About 10 years ago, when she was nearly blind in both eyes, her doctor recommended a test to find out whether she had any healthy retina left at all. The test involved a large $100,000 machine called a scanning laser ophthalmoscope, which would let the doctor examine her retinas and project images directly onto them. If there were any live spots, the device might let her see.
It worked. She saw a stick-figure turtle. Ms. Goldring, a poet who has had three books published, asked to see a word. She was able to read “sun”. It was the first word she had seen in many months.
“For a poet, that’s an incredible feeling”, she said. “I said almost immediately, ‘I need to get in touch with the man who invented this machine.’”

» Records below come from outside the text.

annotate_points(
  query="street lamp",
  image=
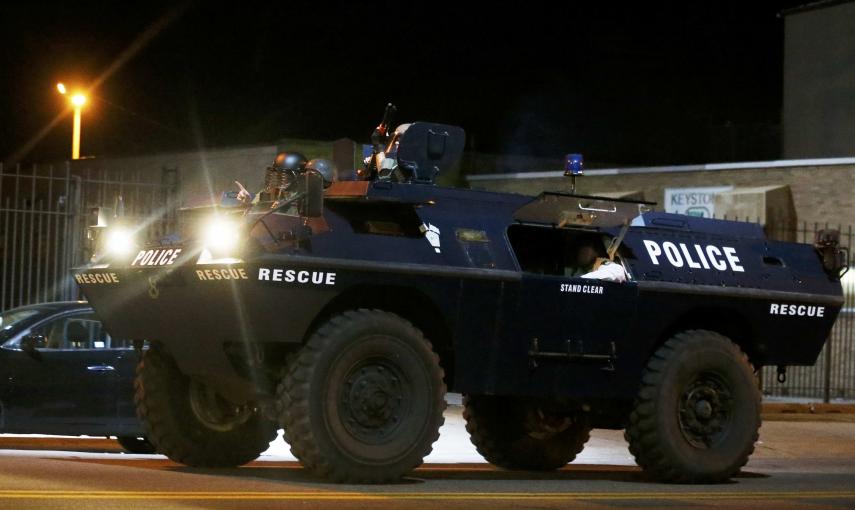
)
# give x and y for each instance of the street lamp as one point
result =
(77, 101)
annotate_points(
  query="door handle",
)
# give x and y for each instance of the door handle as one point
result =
(100, 368)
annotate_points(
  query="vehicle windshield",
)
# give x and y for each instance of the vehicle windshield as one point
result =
(10, 319)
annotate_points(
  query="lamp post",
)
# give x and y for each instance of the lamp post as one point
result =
(77, 101)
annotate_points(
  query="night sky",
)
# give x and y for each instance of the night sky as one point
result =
(647, 84)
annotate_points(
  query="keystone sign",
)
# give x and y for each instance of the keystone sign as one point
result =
(693, 201)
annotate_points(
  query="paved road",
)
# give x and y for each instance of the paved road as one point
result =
(797, 465)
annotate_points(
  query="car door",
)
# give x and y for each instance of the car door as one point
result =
(67, 386)
(578, 317)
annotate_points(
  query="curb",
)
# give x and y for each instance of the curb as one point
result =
(808, 412)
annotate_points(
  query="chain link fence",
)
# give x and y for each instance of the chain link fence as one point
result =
(44, 212)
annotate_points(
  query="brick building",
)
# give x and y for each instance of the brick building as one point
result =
(822, 189)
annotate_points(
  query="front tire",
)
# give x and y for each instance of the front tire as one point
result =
(515, 433)
(697, 414)
(190, 423)
(363, 401)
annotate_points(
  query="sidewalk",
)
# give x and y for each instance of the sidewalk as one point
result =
(772, 410)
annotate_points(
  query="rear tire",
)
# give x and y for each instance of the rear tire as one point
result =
(190, 423)
(514, 433)
(363, 401)
(697, 414)
(134, 444)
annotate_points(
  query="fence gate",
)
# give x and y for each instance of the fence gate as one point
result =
(43, 220)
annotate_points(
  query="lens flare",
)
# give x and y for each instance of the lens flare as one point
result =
(221, 234)
(119, 241)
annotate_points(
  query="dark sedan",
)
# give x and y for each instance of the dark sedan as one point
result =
(63, 374)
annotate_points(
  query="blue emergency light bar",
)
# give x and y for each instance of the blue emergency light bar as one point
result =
(574, 164)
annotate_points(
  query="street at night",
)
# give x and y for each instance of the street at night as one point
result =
(797, 464)
(427, 255)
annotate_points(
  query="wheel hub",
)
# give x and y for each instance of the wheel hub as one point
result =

Dr. Robert H. Webb, ScD (Honoris Causa) is the inventor of this
machine and is
Schepens Eye Research Institute and
Wellman Center for Photomedicine at
Massachusetts General Hospital
and is Associate Professor, Departments of Ophthalmology and Dermatology,
Harvard Medical School.
Rob is an inventor primarily of diagnostic medical instrumentation. His current specialization is in new forms of confocal microscopy, but he also maintains a continuing involvement with earlier work in ophthalmic optics and flow cytometry. He designed the flow system and optics of one of the early flow cytometers, and these are in use throughout much of the field now. His first confocal microscope was the scanning laser ophthalmoscope, which he invented and developed in the early 1980s. There are over 300 papers yearly based on use of this instrument. His current research includes use of high brightness light emitting diodes for visual psychophysics displays and new microscopy. He is also collaborating on a scanning laser ophthalmoscope for mice that will use adaptive optics to make retinal cells visible non-invasively.
He is inventor or coinventor of 30 patents including Confocal microscopy with multi-spectral encoding and system and apparatus for spectroscopically encoded confocal microscopy, Optical confocal device having a common light directing means Apparatus for near simultaneous observation of directly scattered image field and multiply scattered image field, Method and apparatus for measurement and correction of optical aberration, Imaging apparatus and methods for near simultaneous observation of directly scattered light and multiply scattered light, Fiber-coupled multiplexed confocal microscope, and Confocal microscopy with multi-spectral encoding and system and apparatus for spectroscopically encoded confocal microscopy.
Rob authored Elementary Wave Optics in 1969 which was reprinted last year by Dover, and coauthored Optical characterization of ultrabright LEDs in Applied Optics, Wide-field retinal hemodynamic imaging with the tracking scanning laser ophthalmoscope in Optics Express, Using InterWave aberrometry to measure and improve the quality of vision in LASIK surgery in Ophthalmology, and Analysis of spherical aberration of a water immersion objective: application to specimens with refractive indices 1.33–1.40 in Journal of Microscopy. Read his full list of publications!
Rob earned a B.A. in Physics from Harvard University in 1955 and a Ph.D. in Physics from Rutgers University in 1959. He did postdoctoral training in Molecular Physics at Stanford University from 1959 to 1962. He received a Doctor of Science (ScD), honoris causa, from SUNY College of Optometry in 2003 and the 1999 Edwin H. Land Medal from the Optical Society of America and the Society for Imaging Science and Technology.